The biggest difference from working at a big game studio is resources. We have to do everything ourselves. That means sound design, creating graphical assets, game design, coding, etc but even things like navigating legal questions and building awareness. We don’t have a big marketing team or legal counsellors to draw on.
With that in mind it has been incredibly touching and very appreciated to see how many of our friends are stepping up to help us get the word out.
It’s also very rewarding when you see people play and enjoy your game, and we’ve made a ton of new friends through our community and the lovely streamers who are helping us showcase our game to the world.
A7. We are aiming for Early Access late April or Early May.

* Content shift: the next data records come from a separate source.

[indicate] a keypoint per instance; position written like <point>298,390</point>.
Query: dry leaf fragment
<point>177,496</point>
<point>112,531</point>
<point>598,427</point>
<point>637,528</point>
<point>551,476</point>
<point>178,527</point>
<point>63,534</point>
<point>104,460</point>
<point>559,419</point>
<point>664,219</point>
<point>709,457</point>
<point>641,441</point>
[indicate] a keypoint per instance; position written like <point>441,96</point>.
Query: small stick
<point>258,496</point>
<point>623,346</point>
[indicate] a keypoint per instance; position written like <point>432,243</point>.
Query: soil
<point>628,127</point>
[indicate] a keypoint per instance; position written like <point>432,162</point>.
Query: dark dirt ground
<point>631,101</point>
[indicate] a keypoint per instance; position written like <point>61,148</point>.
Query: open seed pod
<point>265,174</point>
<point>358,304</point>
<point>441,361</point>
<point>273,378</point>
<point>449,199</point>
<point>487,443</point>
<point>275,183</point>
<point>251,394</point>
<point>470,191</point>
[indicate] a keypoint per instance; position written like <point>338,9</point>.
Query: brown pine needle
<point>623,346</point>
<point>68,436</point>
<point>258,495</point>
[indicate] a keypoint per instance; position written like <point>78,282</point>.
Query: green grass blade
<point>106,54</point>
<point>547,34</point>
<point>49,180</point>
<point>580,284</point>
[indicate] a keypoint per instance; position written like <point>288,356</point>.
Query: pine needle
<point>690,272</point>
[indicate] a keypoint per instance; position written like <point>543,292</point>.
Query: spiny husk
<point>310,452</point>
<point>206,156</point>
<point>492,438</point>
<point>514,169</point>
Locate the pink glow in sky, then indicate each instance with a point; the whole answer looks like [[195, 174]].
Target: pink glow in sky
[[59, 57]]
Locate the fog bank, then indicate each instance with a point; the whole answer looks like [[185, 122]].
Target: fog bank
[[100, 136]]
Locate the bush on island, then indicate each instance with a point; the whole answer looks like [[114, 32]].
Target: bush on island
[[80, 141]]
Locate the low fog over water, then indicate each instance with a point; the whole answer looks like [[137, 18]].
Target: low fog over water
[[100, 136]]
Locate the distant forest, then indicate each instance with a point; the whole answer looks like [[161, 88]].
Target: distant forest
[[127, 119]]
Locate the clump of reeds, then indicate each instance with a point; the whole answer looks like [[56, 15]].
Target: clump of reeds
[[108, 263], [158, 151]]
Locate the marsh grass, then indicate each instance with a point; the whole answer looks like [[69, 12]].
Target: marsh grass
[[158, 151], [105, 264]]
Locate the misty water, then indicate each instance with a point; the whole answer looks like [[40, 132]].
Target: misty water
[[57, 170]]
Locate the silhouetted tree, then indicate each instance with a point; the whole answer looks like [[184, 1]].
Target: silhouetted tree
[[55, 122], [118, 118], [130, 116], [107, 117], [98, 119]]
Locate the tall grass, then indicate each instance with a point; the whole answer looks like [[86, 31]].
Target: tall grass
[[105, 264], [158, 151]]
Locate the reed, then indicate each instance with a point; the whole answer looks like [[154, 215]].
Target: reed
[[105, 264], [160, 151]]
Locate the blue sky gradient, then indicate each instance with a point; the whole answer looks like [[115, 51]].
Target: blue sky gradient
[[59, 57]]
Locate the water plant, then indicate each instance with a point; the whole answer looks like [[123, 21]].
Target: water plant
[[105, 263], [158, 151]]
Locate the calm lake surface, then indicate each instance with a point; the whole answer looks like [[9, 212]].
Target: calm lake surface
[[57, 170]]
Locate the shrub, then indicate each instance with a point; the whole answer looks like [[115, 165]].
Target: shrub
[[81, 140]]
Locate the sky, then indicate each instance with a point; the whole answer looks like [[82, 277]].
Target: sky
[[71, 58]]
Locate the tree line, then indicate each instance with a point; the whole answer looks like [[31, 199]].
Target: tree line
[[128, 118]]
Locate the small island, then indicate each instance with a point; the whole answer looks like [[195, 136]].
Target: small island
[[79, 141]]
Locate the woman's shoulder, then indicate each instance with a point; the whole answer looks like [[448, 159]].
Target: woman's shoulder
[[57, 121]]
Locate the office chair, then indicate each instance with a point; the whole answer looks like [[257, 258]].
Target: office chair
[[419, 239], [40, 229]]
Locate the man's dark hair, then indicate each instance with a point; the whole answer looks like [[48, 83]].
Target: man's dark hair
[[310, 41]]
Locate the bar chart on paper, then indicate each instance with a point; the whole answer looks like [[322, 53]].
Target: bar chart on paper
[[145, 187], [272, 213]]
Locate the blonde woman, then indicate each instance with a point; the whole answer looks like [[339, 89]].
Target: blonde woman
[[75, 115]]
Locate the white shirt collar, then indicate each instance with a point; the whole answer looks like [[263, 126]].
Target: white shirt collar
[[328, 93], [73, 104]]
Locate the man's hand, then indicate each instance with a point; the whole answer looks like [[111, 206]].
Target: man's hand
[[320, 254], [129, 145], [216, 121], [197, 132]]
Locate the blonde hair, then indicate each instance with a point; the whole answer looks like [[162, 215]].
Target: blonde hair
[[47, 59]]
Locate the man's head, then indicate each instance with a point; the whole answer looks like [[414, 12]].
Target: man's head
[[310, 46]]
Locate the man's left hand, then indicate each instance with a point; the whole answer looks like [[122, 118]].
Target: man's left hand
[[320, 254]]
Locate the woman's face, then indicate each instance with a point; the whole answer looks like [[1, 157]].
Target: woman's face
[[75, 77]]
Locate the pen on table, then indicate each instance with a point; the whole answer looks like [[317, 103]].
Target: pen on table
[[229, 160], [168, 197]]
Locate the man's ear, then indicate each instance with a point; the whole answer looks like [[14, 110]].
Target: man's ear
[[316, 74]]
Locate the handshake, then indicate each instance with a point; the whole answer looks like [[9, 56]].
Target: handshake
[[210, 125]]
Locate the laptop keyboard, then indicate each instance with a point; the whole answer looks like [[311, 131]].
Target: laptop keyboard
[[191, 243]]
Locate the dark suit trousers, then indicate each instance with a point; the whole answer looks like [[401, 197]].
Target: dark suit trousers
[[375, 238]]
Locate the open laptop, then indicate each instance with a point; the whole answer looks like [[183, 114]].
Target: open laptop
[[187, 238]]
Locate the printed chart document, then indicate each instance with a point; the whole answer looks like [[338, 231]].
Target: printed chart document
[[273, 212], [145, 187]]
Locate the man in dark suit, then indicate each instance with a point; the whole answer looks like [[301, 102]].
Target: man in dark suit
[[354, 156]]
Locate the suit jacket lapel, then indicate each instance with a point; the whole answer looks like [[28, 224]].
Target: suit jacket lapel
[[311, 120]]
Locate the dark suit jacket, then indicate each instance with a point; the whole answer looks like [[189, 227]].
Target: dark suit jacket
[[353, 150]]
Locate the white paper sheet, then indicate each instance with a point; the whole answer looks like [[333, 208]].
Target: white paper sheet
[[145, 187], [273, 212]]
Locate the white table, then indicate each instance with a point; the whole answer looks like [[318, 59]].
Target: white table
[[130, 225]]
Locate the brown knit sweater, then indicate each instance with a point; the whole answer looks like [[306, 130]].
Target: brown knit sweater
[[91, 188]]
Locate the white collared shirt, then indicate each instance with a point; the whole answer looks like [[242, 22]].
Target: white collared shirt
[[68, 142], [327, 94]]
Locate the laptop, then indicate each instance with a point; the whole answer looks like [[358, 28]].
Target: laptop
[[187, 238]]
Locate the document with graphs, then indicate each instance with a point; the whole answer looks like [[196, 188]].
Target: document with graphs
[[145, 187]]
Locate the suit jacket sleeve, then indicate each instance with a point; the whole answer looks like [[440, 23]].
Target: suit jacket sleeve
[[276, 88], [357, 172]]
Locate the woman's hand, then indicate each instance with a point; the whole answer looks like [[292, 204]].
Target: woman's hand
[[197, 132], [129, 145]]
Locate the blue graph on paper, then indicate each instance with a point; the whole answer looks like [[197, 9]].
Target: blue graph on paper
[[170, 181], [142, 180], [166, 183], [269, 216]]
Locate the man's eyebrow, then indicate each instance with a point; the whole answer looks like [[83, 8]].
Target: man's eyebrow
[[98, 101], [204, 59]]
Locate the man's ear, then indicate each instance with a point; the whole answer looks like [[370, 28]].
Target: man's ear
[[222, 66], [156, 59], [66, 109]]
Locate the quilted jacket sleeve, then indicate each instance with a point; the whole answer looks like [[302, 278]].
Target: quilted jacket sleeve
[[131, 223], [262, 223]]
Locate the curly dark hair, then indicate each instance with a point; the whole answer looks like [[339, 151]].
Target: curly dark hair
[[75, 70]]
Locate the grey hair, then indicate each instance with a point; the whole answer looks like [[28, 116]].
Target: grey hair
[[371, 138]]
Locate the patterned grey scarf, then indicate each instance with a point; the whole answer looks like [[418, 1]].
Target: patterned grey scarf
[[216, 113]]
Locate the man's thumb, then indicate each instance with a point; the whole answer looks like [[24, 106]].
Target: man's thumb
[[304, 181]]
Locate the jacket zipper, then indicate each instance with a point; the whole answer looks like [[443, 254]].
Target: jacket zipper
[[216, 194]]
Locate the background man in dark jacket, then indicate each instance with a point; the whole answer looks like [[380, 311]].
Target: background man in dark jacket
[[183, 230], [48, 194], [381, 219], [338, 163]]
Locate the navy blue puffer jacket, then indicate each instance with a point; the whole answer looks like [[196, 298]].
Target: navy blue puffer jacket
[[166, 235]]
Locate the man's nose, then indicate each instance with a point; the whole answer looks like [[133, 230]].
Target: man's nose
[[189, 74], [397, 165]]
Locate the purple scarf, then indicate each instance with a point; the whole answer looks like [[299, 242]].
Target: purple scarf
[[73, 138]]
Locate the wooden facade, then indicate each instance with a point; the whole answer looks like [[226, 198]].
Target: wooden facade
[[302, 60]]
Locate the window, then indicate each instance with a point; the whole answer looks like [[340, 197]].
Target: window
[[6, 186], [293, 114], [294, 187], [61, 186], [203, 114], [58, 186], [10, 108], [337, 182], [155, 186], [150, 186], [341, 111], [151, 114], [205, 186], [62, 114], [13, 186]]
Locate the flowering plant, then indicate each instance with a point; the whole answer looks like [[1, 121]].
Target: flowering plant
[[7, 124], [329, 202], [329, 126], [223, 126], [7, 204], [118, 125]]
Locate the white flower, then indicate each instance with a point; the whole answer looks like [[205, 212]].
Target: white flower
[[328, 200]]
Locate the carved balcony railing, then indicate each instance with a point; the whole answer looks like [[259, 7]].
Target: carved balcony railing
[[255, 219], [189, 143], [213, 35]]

If you’re interested, you can Wishlist Obsidian Prince on Steam and you’ll get notified when it goes live. It will also help us a lot. On February 3rd we’re releasing a demo of the campaign. So, go check that out as well.
Q8. And a few quick questions:
What’s your favourite…
…book, in recent times?
Sigrid: The answer to this is always Lord of the Rings (even if that interpretation of recent might be objectionable to some.)
Mattias: Blindsight by Peter Watts. That book has changed how he thinks about sci-fi and intelligence as a whole.
…game, in recent times?
Sigrid: Star Wars Galaxy before the NGE. They had designed an MMO with an almost fully playerdriven economy. I can talk for hours about why SWG was the best. Anyone reading this feel free to poke me on Twitter if you want that discussion. Other than that, I love Slay the Spire, Mount and Blade, CIV… I could go on…
Mattias: Nier Automata. Wonderful all the way through. Fantastic music and game design.
…game design advice?
Never put anything in a game that doesn’t have a purpose. Also, start with finding the fun. If it’s not fun, make it fun, if you can’t make it fun, scrap it!
Just do it. Make a small vertical slice. Nail the gameplay loop then expand from there. Your first couple of games might never be finished. That’s OK. You learn from that and you can reuse ideas that did work in future projects.
Be persistent. It’s like writing a book. You write one page at a time, but as long as you put something down on paper every day you’re moving forward.
Don’t do it for money. Very few games make their devs rich. Do it for the love of putting a part of your brain out there for others to explore.
…source of inspiration?
Diablo, Slay the Spire (and a multitude of other deckbuilders), Hoplite, Final Fantasy Tactics and then a ton of other games. When we play now we simultaneously study and file everything that makes the games fun. Then we reuse it and implement part of that with our design twist into Obsidian Prince.
…way to clear your mind when everything gets a bit much?
We go for long walks together. Our best design ideas often comes when we’re out walking. It’s not uncommon that we’ll just head out the door when we’re stuck on something, then come back 30 minutes later with the solution (and 5000 other ideas we now need to implement).
Walking is gold.
Q8. Do you have any last words?
Channelling our creativity in this way is incredibly fulfilling. The support and positive feedback we’re meeting everywhere is humbling (and may or may not have made us shed a tear or two at times).
We can’t wait to see what the future brings and to create a lot more fantastic games for everyone out there to enjoy.